Altro commento su questo tema:
Futuro abierto” è una rubrica domenicale di radio Nacional de España in cui si dibattono temi di attualità. Io la seguo anche dall’Italia. Per trattare il tema di domenica scorsa erano presenti quattro donne, fra cui anche una cattedratica universitaria, una progressista socialista e due che avevano esperimentato la violenza. Una si chiamava Maria José, l’altra Assumpción. Nomi molto cattolici, come vediamo. Anche lì si parla di “femminicidio” e di “violenza di genere”.
“Però guarda – mi sono detto – anche qui in Italia si parla dello stesso tema”. Non dubito del fatto che il problema esista, però mi chiedo: ci rendiamo conto che la cultura dominante, anche quella dei mercati in conflitto permanente, così come quella di una informazione che ci presenta principalmente le cattive notizie e raramente il bene che avanza, finisce col favorire questa violenza? Ci rendiamo conto che è dalla Rivoluzione degli anni Sessanta con il suo “proibito proibire”, che è iniziata – sotto un malinteso senso di libertà – la caduta dei valori? Ci rendiamo conto che, assieme al consumismo delle cose – voluto dalla logica dei mercati – abbiamo mercificato persino il sesso? Ci rendiamo conto che anche le donne – sotto la spinta di una falsa liberazione e autodeterminazione – hanno cambiato la loro vera essenza?

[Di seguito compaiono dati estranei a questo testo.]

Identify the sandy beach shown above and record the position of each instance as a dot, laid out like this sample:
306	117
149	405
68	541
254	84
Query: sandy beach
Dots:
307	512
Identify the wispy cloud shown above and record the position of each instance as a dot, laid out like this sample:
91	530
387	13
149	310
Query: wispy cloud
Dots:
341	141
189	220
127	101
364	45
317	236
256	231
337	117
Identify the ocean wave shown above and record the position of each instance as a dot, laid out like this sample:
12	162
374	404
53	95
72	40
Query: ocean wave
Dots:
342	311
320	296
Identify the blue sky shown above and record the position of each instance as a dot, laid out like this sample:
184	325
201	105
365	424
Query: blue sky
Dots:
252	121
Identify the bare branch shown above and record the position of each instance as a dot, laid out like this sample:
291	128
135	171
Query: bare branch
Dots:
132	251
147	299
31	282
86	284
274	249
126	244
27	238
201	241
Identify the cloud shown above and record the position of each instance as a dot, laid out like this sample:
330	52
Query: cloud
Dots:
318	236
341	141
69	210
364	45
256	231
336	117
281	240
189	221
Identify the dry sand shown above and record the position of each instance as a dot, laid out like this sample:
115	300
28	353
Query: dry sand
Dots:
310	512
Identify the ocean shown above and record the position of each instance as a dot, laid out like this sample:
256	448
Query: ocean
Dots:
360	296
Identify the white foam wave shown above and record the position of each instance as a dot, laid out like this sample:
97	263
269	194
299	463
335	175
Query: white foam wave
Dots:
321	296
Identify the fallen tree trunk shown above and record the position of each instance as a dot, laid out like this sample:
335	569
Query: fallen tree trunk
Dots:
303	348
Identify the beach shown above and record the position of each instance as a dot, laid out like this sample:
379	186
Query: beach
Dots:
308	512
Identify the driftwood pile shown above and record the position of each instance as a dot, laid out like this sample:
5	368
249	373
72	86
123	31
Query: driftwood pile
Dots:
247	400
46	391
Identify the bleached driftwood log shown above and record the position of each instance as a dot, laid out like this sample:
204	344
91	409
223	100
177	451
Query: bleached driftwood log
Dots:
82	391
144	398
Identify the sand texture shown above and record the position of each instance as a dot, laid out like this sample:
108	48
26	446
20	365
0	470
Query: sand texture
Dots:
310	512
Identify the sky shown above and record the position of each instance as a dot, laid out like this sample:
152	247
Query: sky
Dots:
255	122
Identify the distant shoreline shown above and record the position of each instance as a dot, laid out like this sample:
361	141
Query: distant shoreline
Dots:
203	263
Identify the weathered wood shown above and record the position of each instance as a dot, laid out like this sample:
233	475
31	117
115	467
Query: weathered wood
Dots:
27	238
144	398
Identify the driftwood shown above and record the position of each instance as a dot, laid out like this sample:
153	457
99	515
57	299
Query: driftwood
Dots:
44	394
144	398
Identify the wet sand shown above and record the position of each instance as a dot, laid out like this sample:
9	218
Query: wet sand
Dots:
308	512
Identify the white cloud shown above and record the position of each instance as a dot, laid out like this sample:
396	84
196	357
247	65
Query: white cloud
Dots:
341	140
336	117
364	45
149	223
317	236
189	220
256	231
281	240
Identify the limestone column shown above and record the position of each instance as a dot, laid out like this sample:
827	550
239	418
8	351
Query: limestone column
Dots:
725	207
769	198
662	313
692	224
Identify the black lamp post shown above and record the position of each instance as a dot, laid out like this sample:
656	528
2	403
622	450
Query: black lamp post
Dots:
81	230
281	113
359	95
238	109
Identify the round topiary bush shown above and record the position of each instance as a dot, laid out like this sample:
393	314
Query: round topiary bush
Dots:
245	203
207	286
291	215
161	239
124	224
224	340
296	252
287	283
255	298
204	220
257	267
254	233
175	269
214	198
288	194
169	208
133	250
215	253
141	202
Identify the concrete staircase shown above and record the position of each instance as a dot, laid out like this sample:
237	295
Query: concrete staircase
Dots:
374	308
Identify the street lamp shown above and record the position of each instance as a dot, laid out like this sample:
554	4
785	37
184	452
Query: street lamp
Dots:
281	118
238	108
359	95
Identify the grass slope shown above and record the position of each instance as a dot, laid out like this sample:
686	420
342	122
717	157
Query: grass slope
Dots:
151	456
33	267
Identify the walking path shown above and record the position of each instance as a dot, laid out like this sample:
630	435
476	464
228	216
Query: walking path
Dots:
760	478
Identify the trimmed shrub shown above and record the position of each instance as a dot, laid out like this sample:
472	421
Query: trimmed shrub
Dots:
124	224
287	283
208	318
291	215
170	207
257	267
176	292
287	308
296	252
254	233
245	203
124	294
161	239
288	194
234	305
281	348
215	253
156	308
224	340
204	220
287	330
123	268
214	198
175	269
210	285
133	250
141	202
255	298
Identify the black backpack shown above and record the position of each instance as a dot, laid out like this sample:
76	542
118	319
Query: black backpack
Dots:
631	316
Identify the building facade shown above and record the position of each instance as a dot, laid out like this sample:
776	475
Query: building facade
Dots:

Oltretutto osservo che in terre di antica evangelizzazione, come la Spagna e l’Italia, sono davvero pochi gli uomini che frequentano la chiesa. Se lo facessero scoprirebbero che un Uomo, il Figlio di Dio, è stato oggetto di una grande violenza a causa dei nostri peccati: di quelli degli uomini e delle donne. Apprenderebbero da dove deriva il vero Amore e il perdono. Imparerebbero il rispetto per la donna e per tutti. Però purtroppo molti uomini pensano che la chiesa e la religione siano cose da donnicciole, così poi vediamo i risultati.
Come potremo allora uscire da questa violenza? Con le tavole rotonde, i proclami o magari con la educazione sessuale nelle scuole? Ma quale educazione? Forse con la “educazione di genere”, che la “religione” della cultura dominante vorrebbe imporre ai nostri figli? Se questo è l’intento, prepariamoci ad ulteriori violenze.
L’uomo non è un animale. L’uomo ha una grande dignità, come ci insegna il meglio della nostra tradizione. Non possiamo gettare con l’acqua sporca il Bambino che festeggeremo a Natale! Se lo faremo, ci perderemo! Questa non è solo la mia opinione, direi che è la Verità. Sappiamo però, purtroppo, che per la nostra cultura moderna non esiste verità, ma solo opinioni. Così, però, domina solo la confusione.